Voice slightly querulous, he was saying, "-not associated with Tenebrae in any way, milord." More evasions.
"One splits a dense object with a blunt hammer, not a sharp blade, I suppose, so let me be blunt, Pirenne." Hibiki left just enough time for the insult to land. "If your daughter produces a performance sufficient to justify my doing so, I intend to offer her the Imperial Gold for next year. Since I cannot do so without besmirching the Imperial honour if she becomes the disowned scion of Hyperio, you are not under any circumstances to disown her. Do I make myself clear?"

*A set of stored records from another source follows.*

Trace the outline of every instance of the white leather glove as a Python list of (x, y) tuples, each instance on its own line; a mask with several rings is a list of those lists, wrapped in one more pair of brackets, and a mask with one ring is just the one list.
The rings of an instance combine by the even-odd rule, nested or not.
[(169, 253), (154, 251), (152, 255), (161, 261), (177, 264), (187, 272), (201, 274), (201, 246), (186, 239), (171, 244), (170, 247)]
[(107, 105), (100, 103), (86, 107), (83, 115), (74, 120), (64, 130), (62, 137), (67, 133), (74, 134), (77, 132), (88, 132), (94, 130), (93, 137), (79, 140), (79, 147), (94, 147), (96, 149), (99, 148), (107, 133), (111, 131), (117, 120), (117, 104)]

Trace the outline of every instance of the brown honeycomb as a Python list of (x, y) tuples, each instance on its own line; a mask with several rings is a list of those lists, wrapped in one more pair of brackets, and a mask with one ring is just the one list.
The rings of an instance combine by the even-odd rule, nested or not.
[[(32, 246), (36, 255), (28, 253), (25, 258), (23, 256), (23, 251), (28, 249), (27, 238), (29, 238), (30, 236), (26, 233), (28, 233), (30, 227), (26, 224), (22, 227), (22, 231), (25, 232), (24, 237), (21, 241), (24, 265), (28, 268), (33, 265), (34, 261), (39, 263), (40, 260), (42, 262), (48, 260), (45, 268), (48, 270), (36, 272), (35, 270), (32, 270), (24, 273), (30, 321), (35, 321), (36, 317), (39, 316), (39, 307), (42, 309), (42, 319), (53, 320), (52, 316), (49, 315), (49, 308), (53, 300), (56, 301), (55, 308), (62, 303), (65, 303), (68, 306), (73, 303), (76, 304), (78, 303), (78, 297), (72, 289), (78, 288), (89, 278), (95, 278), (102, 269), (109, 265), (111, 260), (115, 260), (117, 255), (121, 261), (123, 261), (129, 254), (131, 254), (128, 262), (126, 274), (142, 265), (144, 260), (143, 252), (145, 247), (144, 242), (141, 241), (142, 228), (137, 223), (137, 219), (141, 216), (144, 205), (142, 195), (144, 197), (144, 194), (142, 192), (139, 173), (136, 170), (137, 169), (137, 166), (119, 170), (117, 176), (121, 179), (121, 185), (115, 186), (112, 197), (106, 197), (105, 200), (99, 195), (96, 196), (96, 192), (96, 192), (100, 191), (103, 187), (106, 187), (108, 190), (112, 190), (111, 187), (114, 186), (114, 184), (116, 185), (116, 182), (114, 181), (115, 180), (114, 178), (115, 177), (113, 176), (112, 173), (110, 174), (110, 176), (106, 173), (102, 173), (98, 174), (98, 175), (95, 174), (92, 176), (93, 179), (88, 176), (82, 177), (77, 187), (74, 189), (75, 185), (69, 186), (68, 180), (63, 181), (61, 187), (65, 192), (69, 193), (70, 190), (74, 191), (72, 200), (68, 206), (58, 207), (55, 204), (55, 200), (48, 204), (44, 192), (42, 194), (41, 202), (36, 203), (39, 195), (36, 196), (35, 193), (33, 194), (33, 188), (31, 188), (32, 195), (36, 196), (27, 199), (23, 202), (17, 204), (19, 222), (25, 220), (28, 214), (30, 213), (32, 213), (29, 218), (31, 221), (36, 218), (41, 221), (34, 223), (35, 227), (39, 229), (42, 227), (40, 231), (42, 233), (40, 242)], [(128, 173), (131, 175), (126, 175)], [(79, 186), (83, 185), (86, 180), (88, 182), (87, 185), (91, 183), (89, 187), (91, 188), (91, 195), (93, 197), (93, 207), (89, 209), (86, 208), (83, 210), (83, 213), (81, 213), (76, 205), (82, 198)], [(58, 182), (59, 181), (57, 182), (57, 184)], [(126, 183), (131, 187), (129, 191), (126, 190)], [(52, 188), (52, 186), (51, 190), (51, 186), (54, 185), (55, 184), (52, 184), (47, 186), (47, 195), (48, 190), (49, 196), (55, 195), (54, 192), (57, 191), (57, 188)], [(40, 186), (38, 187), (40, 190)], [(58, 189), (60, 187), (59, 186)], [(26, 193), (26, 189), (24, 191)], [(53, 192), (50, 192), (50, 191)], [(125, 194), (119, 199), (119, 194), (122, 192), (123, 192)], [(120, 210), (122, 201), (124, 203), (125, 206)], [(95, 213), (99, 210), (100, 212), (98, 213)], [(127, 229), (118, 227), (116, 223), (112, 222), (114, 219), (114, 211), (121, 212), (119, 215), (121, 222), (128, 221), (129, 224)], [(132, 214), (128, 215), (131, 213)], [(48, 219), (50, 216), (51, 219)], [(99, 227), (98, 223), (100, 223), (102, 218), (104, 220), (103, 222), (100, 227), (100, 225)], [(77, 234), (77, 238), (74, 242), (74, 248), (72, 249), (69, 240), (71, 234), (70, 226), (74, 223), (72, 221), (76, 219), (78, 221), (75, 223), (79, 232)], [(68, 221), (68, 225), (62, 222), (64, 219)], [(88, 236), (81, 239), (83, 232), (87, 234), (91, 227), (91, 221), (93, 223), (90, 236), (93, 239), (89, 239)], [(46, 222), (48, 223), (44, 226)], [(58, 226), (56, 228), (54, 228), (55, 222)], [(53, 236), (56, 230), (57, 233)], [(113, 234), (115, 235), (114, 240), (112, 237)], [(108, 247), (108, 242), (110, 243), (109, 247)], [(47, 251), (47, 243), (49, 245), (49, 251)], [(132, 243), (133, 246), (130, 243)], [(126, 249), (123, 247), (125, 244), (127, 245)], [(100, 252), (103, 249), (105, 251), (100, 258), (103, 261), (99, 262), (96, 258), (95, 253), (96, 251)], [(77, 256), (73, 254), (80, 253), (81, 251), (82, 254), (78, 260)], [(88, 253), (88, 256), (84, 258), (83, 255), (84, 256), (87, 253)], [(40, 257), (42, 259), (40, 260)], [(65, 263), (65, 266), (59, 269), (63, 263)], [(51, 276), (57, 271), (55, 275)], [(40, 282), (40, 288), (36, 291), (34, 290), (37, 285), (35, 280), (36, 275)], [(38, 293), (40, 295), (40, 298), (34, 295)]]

"If she's fallen in with gutter criminals-" The Duke spluttered, face reddening.
"Oh, be silent, the Castelloro boy is no worse than many of your business associates." Vox did not move or change his posture. "Need I remind you why the tombs of your father and great uncle hold no bones?"
Duke Hyperio made a strangled sound, his cheeks heading quickly through pink towards purple. Both men had been naval officers in the war against Carthagia five decades prior, their bodies lost with their ships in a rash overextension for which the family still bore some shame. For his Majesty the Eternal Emperor to invoke their deaths was a vicious slap in the face.
Hibiki smiled thinly. "You seem overcome, my dear Pirenne. I've heard some terrible things about your health lately. Perhaps you should consider delegating some of your public duties to young Helia, even make time for a leave of absence?"